As an argument for maintaining human expertise in manually assembling information into meaningful relationships, this paper is convincing. But it rests on supposing that books will continue to be the locus of worthwhile scholarly information. Suppose more and more scholars move onto the Web and do their thinking in public, in conversation with other scholars? Suppose the Web enables scholarship to outstrip the librarians? Manual assemblages of knowledge would retain their value, but they would no longer provide the authoritative guide. Then we will have either of two results: We will have to rely on “‘lowest common denominator'”and ‘one search box/one size fits all’ searching that positively undermines the requirements of scholarly research”…or we will have to innovate to address the distinct needs of scholars….My money is on the latter.
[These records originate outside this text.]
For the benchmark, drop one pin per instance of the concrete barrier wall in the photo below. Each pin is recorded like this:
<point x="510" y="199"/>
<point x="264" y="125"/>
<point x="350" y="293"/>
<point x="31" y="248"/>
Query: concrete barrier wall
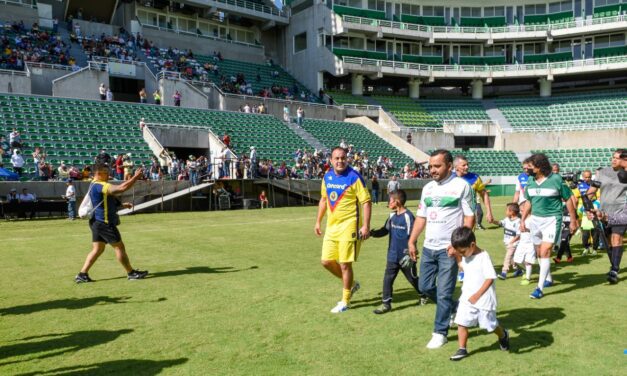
<point x="10" y="83"/>
<point x="191" y="96"/>
<point x="41" y="79"/>
<point x="604" y="138"/>
<point x="204" y="46"/>
<point x="82" y="84"/>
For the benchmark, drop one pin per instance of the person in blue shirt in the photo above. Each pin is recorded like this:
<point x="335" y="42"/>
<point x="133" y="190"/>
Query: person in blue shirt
<point x="398" y="226"/>
<point x="105" y="220"/>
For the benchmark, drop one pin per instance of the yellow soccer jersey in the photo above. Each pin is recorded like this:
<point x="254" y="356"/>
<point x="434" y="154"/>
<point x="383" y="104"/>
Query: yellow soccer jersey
<point x="345" y="193"/>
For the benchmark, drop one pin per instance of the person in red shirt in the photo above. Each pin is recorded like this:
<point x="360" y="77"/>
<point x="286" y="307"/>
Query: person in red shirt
<point x="263" y="199"/>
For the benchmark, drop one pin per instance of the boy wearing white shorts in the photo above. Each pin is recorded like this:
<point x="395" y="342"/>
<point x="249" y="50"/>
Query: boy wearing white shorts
<point x="477" y="304"/>
<point x="525" y="254"/>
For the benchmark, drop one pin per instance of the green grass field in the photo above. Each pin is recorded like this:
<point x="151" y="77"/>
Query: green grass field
<point x="243" y="292"/>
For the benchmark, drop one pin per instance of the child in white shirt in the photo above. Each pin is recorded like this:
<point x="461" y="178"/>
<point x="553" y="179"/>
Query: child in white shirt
<point x="477" y="304"/>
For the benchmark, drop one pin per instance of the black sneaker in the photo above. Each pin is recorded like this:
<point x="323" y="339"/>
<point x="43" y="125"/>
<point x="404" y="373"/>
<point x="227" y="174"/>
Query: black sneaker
<point x="137" y="274"/>
<point x="504" y="342"/>
<point x="459" y="355"/>
<point x="385" y="308"/>
<point x="612" y="277"/>
<point x="82" y="278"/>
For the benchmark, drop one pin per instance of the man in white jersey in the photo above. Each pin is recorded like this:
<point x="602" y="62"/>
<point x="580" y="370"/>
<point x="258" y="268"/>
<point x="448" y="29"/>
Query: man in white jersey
<point x="446" y="203"/>
<point x="545" y="193"/>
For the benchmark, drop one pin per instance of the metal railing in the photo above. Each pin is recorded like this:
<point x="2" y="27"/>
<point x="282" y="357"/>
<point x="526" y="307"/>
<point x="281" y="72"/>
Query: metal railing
<point x="189" y="33"/>
<point x="253" y="6"/>
<point x="482" y="29"/>
<point x="484" y="68"/>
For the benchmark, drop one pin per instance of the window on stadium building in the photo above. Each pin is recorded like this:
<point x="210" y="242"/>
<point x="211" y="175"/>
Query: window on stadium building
<point x="300" y="42"/>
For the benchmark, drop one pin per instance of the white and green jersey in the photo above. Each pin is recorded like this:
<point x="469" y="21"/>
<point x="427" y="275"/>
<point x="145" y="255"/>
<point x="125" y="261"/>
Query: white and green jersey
<point x="444" y="205"/>
<point x="546" y="197"/>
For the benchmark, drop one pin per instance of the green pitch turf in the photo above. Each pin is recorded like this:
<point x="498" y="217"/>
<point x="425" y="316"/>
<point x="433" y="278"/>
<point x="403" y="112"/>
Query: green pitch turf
<point x="243" y="292"/>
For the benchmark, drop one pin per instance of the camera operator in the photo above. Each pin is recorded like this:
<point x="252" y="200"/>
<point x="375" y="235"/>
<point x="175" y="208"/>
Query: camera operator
<point x="613" y="195"/>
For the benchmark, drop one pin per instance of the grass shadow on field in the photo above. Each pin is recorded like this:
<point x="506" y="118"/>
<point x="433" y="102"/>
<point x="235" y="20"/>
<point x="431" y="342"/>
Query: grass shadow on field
<point x="199" y="270"/>
<point x="115" y="367"/>
<point x="62" y="304"/>
<point x="52" y="345"/>
<point x="523" y="324"/>
<point x="399" y="296"/>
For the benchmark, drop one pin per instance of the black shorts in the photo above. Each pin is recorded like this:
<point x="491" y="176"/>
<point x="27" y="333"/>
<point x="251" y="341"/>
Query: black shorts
<point x="104" y="233"/>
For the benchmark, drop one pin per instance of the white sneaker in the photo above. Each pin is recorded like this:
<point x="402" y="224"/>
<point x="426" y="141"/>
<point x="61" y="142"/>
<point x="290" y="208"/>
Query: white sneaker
<point x="340" y="307"/>
<point x="437" y="341"/>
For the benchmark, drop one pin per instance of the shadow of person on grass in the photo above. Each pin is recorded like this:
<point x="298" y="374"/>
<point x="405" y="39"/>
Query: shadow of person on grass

As I think is mine. Although I would not rule out the possibility of scholars actually participating in the manual assemblage of knowledge. Communities like MediaCommons could to some extent become their own libraries, vetting and tagging a wide array of electronic resources, developing their own customized search frameworks.
There’s much more in this paper than I’ve discussed, including a lengthy treatment of folksonomies (Mann sees them as a valuable supplement but not a substitute for controlled taxonomies). Generally speaking, his articulation of the big challenges facing scholarly search and librarianship in the digital age are well worth the read, although I would argue with some of the conclusions.